Liz Truss will pile pressure on Rishi Sunak to designate China a “threat” to national security during a speech in Taiwan that could antagonise Beijing and potentially complicate the government’s cautious approach to China.
The former prime minister, who is trying to revive her career after she spent just 49 days in Downing Street, will challenge her successor to follow through on language he used in last summer’s Conservative Party leadership contest, when he branded China the “biggest threat” facing Britain.
Mr Sunak also promised to close Beijing’s 30 Confucius Institutes in the UK, which promote Chinese culture to students.
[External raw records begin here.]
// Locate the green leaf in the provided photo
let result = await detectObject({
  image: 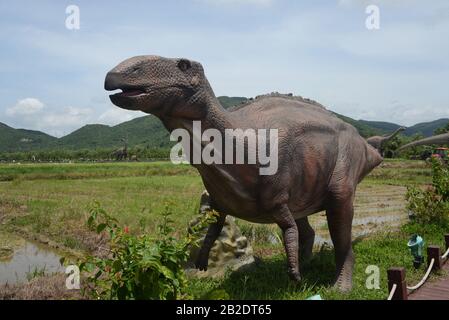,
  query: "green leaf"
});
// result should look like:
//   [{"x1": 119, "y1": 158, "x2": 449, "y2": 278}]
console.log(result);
[{"x1": 97, "y1": 223, "x2": 107, "y2": 233}]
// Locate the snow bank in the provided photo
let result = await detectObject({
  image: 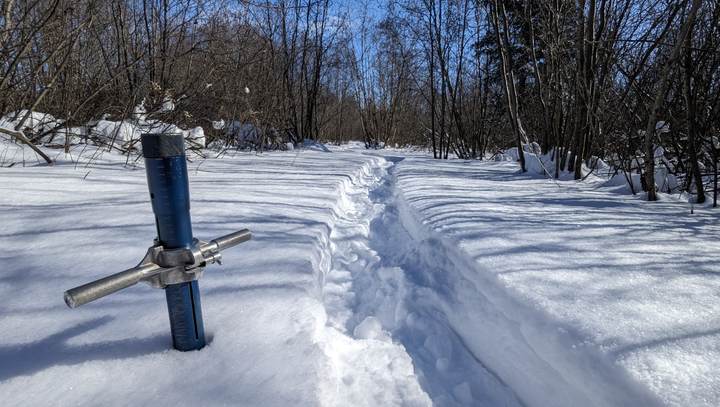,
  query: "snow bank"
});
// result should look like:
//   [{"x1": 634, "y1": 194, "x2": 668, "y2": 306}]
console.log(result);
[{"x1": 395, "y1": 159, "x2": 720, "y2": 406}]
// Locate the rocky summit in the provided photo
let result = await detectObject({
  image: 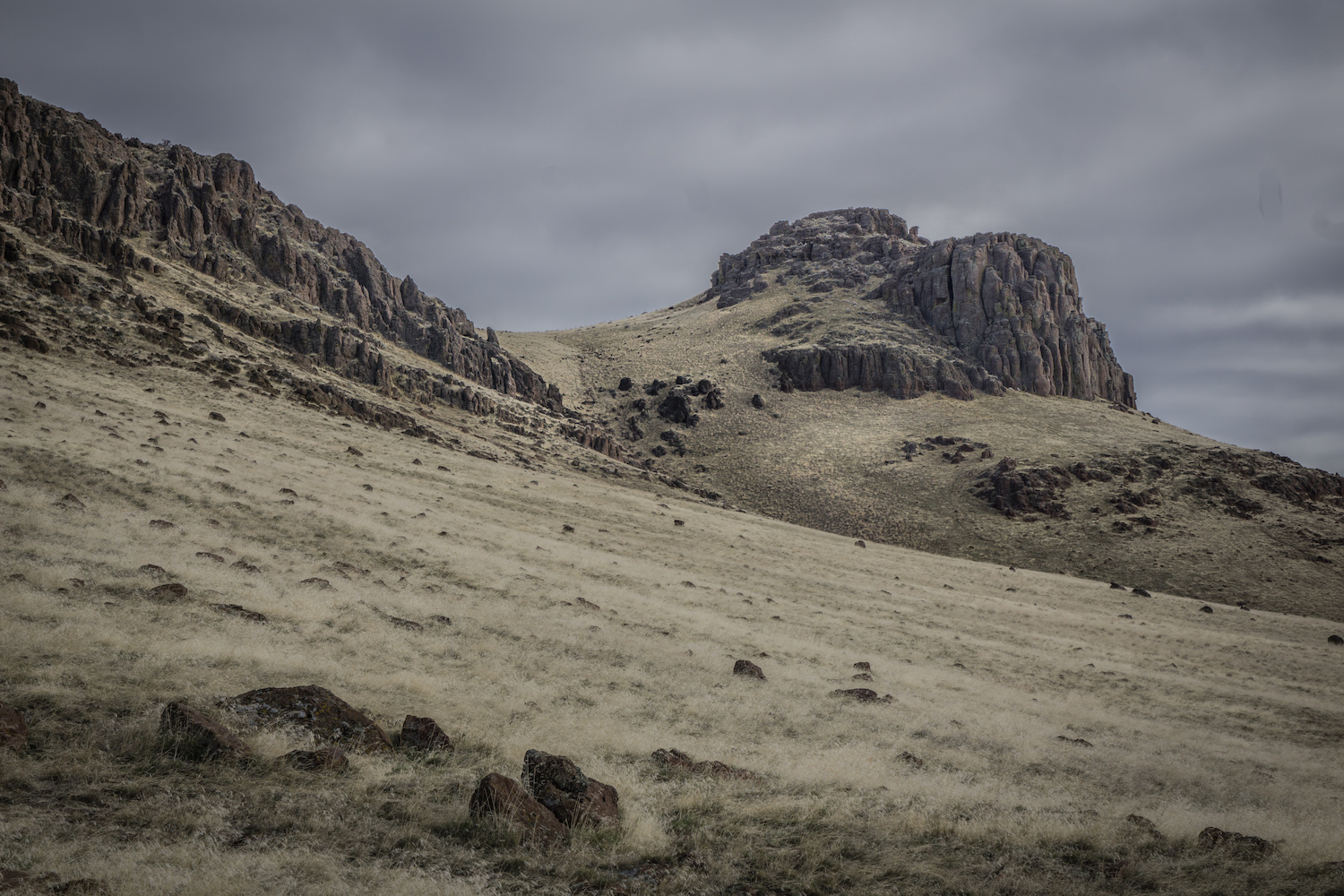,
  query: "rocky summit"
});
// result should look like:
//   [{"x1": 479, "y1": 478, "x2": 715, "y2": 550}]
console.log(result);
[{"x1": 706, "y1": 208, "x2": 1136, "y2": 407}]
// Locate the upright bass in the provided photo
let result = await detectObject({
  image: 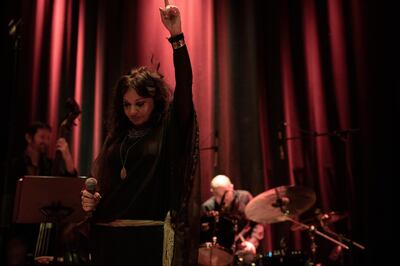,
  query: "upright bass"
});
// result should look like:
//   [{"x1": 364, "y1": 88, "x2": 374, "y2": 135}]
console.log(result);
[{"x1": 34, "y1": 98, "x2": 81, "y2": 265}]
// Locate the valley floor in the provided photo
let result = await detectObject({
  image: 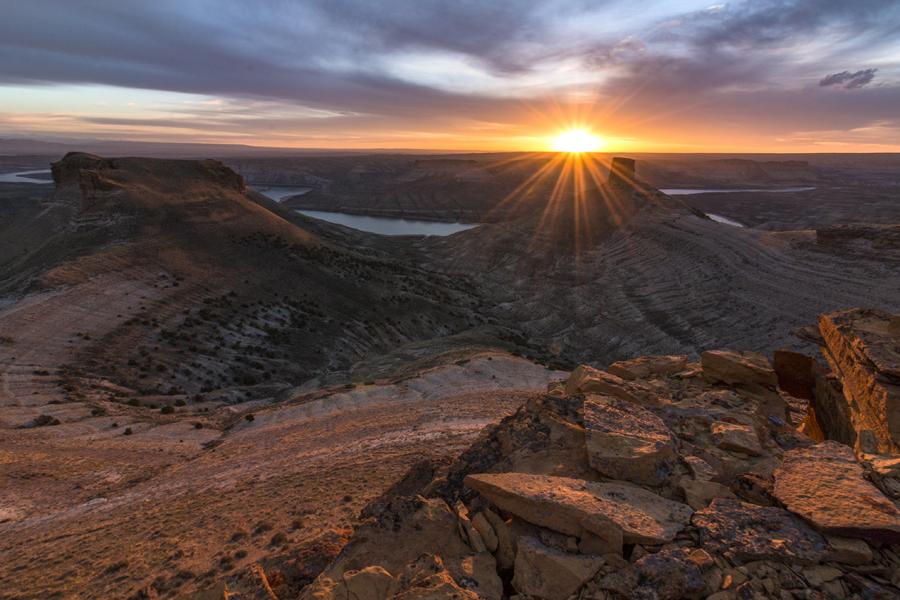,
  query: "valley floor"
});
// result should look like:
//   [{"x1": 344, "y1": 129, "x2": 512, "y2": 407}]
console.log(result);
[{"x1": 0, "y1": 354, "x2": 562, "y2": 598}]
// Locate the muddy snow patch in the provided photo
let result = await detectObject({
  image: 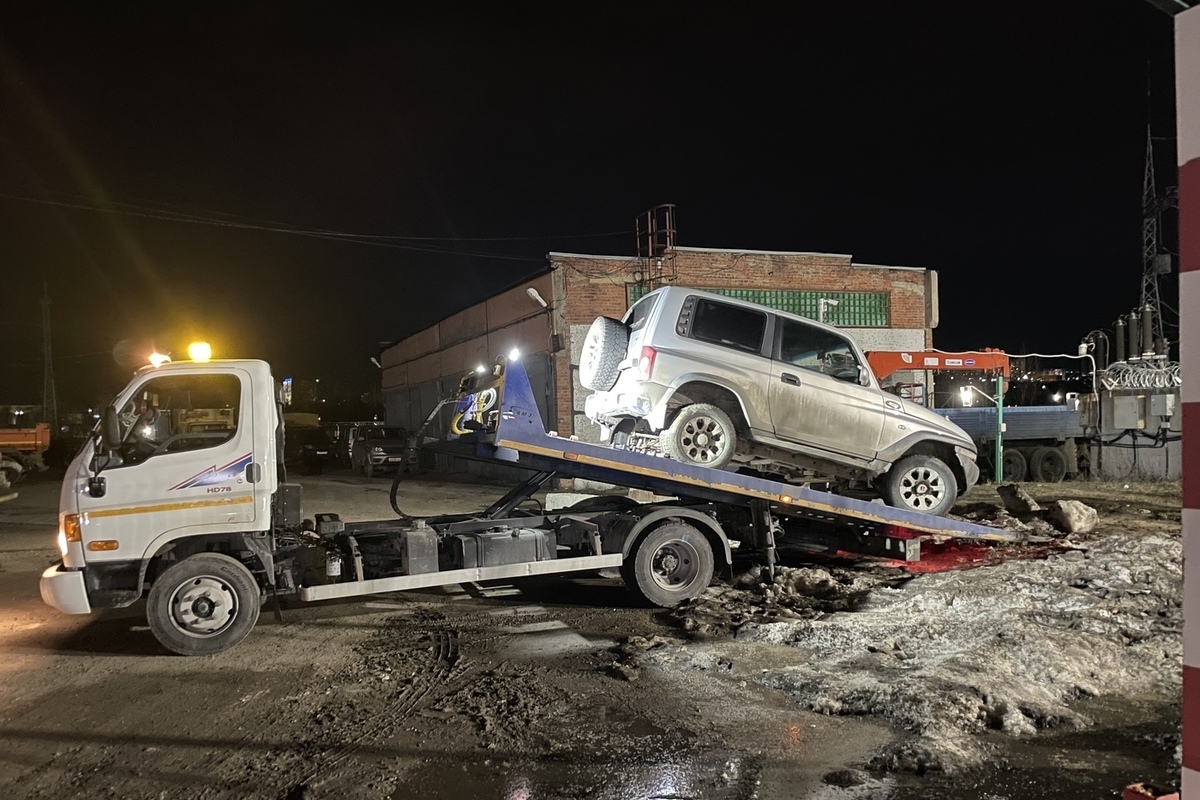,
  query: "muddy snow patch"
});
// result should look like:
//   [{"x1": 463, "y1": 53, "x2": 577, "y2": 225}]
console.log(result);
[{"x1": 662, "y1": 535, "x2": 1182, "y2": 772}]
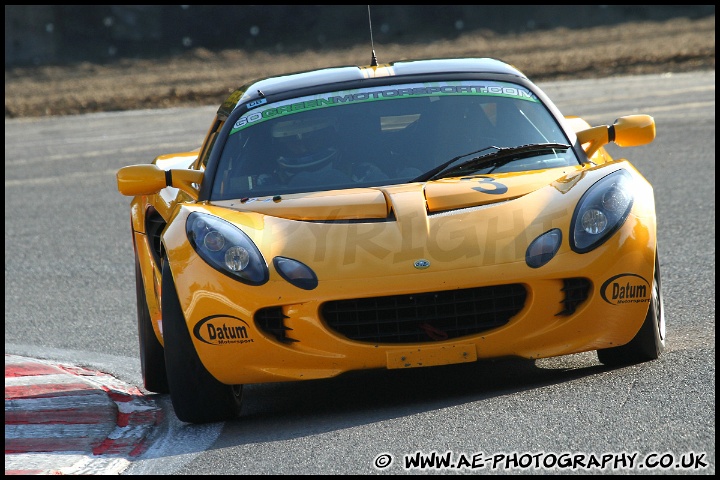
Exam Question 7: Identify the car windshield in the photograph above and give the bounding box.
[210,81,579,200]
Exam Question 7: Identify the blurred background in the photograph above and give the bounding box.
[5,5,715,69]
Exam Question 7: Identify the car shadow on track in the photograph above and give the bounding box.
[215,352,620,448]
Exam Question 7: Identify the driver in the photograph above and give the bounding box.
[262,116,351,186]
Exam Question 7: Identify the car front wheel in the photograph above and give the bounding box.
[161,259,242,423]
[135,256,170,393]
[597,253,665,367]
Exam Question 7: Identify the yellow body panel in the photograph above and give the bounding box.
[133,161,656,384]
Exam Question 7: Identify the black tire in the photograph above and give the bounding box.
[135,256,170,393]
[597,253,665,367]
[162,261,242,423]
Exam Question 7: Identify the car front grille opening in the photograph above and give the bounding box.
[255,307,297,344]
[321,284,527,344]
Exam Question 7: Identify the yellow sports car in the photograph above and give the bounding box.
[117,58,665,423]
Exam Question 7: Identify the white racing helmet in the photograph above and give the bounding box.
[272,117,337,173]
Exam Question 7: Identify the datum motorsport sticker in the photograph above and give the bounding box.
[193,315,253,345]
[600,273,650,305]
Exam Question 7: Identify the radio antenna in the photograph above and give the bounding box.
[368,5,377,67]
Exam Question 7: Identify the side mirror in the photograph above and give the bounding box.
[116,164,204,200]
[577,115,655,157]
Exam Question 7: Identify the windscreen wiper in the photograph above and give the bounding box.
[411,143,570,182]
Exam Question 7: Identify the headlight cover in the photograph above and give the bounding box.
[185,212,269,285]
[525,228,562,268]
[570,170,634,253]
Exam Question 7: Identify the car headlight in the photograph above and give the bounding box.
[185,212,269,285]
[570,170,634,253]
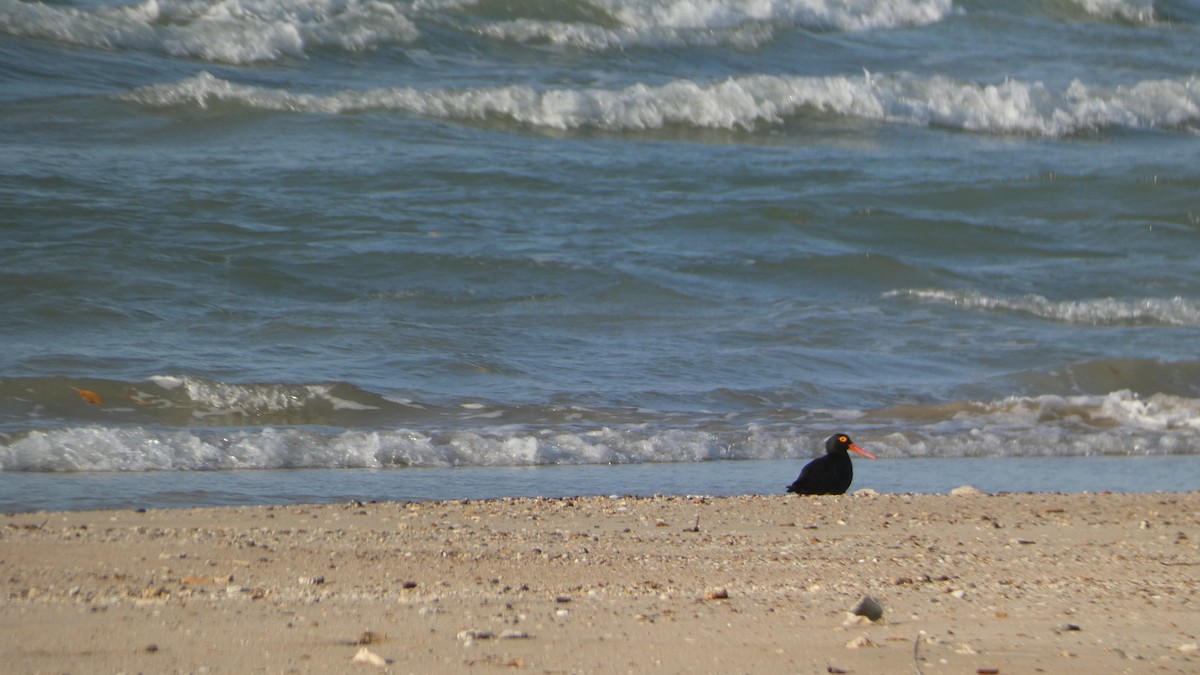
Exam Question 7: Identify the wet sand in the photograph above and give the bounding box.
[0,490,1200,675]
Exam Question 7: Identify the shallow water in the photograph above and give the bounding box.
[0,455,1200,513]
[0,0,1200,498]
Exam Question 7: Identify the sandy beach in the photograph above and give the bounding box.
[0,490,1200,675]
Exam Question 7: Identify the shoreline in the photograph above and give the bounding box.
[0,490,1200,675]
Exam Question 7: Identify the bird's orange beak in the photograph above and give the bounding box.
[850,443,880,459]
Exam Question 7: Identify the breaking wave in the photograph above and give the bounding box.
[122,73,1200,137]
[884,289,1200,325]
[0,362,1200,472]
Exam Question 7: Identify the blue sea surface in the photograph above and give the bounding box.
[0,0,1200,509]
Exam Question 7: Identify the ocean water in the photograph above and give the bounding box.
[0,0,1200,509]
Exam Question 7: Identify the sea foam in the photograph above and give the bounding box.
[122,72,1200,137]
[884,288,1200,325]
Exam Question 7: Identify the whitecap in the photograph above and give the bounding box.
[883,288,1200,325]
[122,72,1200,137]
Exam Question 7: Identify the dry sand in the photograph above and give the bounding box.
[0,492,1200,675]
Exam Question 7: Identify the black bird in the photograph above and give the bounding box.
[787,434,876,495]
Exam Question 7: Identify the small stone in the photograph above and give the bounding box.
[846,635,875,650]
[852,596,883,621]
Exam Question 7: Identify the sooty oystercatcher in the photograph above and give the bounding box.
[787,434,875,495]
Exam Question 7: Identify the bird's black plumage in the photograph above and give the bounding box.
[787,434,875,495]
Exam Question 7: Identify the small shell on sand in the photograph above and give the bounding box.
[350,647,388,668]
[950,485,988,497]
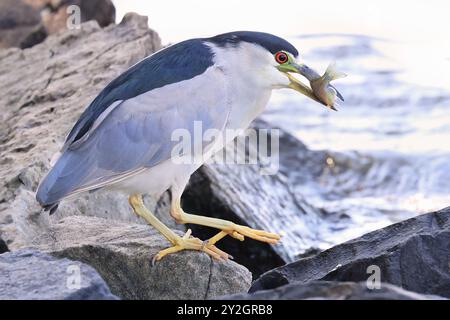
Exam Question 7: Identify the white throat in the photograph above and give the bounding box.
[207,42,287,129]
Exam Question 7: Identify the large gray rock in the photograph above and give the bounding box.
[0,0,47,49]
[0,249,117,300]
[0,14,165,250]
[33,216,252,299]
[220,281,445,300]
[183,120,340,276]
[0,0,116,49]
[250,207,450,297]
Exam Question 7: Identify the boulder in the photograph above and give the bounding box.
[24,0,116,34]
[250,207,450,298]
[0,0,116,49]
[0,249,117,300]
[0,14,163,250]
[32,216,252,299]
[0,6,335,275]
[219,281,445,300]
[0,0,47,49]
[183,119,340,276]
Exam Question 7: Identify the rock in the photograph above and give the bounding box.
[33,216,252,299]
[219,281,445,300]
[0,0,47,49]
[183,120,339,276]
[250,207,450,298]
[0,238,9,254]
[0,249,117,300]
[0,0,116,49]
[0,14,163,250]
[25,0,116,34]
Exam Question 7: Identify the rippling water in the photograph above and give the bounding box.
[264,35,450,248]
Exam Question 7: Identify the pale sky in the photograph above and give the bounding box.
[114,0,450,50]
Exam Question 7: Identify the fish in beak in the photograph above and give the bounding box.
[278,56,346,111]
In her speech on Wednesday, Ms Truss is set to say: “Last summer, the now British prime minister described China as ‘the biggest long-term threat to Britain’ and said the Confucius Institutes should be closed.
“He was right, and we need to see those policies enacted urgently. The UK’s Integrated Review needs to be amended to state clearly that China is a threat.
“Confucius Institutes should be closed down immediately. Instead, the service could be provided by organisations with the support of Hong Kong nationals and Taiwanese nationals who have come to the UK on a free basis.”
As prime minister, Ms Truss was expected to shift Britain towards a more hawkish stance on dealing with Beijing, and to declare China under Communist Party rule a “threat” to national security.
But her short stint in Downing Street, marked by her disastrous mini-Budget, meant that her foreign-policy plans did not have time to materialise.
Mr Sunak chose not to go as far, updating the UK’s Integrated Review of Security, Defence, Development and Foreign Policy in March to describe China as representing an “epoch-defining and systemic challenge”.
Ms Truss will be the first former British prime minister to visit Taiwan since Margaret Thatcher made the journey in the 1990s.
Her visit has sparked controversy, with senior Tories warning it risks undermining Mr Sunak on the world stage and “complicating” the government’s stance on China.
She was also criticised by Alicia Kearns, the Conservative chair of the foreign affairs select committee, who attacked the planned visit as “the worst kind of Instagram diplomacy”.
Ms Truss hit back, branding China “the largest threat that we face to the free world” and accusing Western countries of not being tough enough.
The visit comes during a sensitive time for relations between the West and an increasingly assertive Beijing.
China views Taiwan as a breakaway province that will eventually come under its control, and has not ruled out the use of force to achieve “reunification”.
But Taiwan has its own government, and considers itself independent from the People’s Republic of China.
Relations deteriorated sharply following US House speaker Nancy Pelosi’s visit to the island in August last year, and there are fears that Ms Truss’s trip could escalate things further.
Ms Kearns also suggested that Ms Truss just wanted to visit the country to boost her profile.
Ms Truss is expected to urge the West not to work with China, warning that totalitarian regimes “don’t tell the truth”. She is also expected to compare the tensions between China and Taiwan with the Russian invasion of Ukraine.
The former PM is to address the Prospect Foundation think tank in Taipei on Wednesday morning.